TEORIA DOMINACJI - prawda czy mit ?
Pamiętam, kiedy pojawiłam się parę lat temu ze swoim problemowym psem w typie malamuta u jednego z szerokiej gamy szkoleniowca/behawiorysty. Kiedy wytłumaczyliśmy problemy jakie mieliśmy ze swoim „mamutkiem” usłyszeliśmy o teorii dominacji oraz że wszystko co „złe” w naszych relacjach człowiek-pies wynika z tego, że on próbuje być „alfą w naszym stadzie”. Dostaliśmy wytyczne jak powinniśmy postępować z naszym pupilkiem oraz przykazanie, że jeśli tylko będziemy przestrzegać tych zasad, wszelkie problemy znikną.
Zjedz coś, zanim nakarmisz psa; psu nie wolno wchodzić na meble; nie przechodź nad psem, nie przepuszczaj psa pierwszego w drzwiach, nie pozwalaj psu rozpoczynać i kończyć zabaw to tylko niektóre z zasad, które usłyszeliśmy i o których większość z Was zapewne słyszała lub czytała.
A teraz od początku.
Pies postrzegany jest jako potomek wilka, a skoro tak jest, jego tok myślenia jest taki sam jak u jego przodka. Pies myśli jak wilk i powinien być traktowany jak wilk w psiej skórze.
Teoria dominacji oparta jest na obserwacji wilków żyjących w niewoli, co za tym idzie, nie mamy doczynienia z obserwacją naturalnych zachowań tych zwierząt w środowisku zbliżonym do naturalnego.
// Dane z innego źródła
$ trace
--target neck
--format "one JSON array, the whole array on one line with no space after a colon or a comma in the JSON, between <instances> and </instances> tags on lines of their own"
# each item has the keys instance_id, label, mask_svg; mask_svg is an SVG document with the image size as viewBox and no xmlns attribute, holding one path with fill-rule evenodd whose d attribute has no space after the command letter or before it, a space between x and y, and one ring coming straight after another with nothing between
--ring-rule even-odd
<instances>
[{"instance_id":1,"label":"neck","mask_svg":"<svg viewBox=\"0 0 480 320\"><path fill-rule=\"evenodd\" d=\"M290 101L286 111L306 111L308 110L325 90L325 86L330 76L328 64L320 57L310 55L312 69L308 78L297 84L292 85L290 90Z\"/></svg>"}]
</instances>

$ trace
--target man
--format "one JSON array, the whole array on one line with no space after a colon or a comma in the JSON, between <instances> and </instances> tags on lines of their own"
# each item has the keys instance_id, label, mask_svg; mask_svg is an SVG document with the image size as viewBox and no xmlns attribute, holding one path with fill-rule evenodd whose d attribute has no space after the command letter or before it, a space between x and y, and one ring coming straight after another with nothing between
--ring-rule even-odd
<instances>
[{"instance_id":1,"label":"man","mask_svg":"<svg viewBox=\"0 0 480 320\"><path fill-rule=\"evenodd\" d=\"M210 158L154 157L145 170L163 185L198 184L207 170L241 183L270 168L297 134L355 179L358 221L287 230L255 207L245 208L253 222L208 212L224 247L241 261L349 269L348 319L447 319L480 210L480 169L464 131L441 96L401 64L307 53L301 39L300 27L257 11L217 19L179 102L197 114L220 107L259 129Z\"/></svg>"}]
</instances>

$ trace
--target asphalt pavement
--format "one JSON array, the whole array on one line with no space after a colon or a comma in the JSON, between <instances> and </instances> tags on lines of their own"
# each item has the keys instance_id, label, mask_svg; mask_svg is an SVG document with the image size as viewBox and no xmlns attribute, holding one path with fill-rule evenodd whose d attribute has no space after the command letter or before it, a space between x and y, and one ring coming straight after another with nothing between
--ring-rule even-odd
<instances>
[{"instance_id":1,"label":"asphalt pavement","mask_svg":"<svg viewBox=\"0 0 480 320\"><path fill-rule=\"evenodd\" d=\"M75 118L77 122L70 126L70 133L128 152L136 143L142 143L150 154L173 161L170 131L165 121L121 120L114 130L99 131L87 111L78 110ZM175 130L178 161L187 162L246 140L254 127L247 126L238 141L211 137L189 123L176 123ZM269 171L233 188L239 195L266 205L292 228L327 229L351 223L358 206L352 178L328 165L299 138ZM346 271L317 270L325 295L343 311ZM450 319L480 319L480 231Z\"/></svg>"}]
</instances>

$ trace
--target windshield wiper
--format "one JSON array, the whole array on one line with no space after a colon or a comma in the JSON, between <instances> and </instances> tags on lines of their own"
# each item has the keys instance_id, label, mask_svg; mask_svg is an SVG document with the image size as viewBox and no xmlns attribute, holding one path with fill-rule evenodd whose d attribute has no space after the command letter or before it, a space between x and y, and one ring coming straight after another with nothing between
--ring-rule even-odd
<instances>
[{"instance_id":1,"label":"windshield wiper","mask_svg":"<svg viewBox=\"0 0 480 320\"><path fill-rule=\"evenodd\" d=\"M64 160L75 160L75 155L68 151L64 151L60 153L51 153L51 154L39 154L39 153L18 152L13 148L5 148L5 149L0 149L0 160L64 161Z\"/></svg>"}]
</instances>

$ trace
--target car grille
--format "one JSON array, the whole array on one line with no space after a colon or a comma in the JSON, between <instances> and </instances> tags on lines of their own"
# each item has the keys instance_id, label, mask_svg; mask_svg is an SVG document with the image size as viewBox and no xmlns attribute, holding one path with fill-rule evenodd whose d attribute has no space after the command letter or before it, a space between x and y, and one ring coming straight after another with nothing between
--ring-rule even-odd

I tu już pojawia się problem, bo jeśli nawet pragniemy porównać naszego psa do wilka to powinniśmy oprzeć się na obserwacji zwierząt żyjących na wolności, zachowujących się w sposób naturalny, a nie dostosowujących się do warunków sztucznych w jakich przyszło im żyć.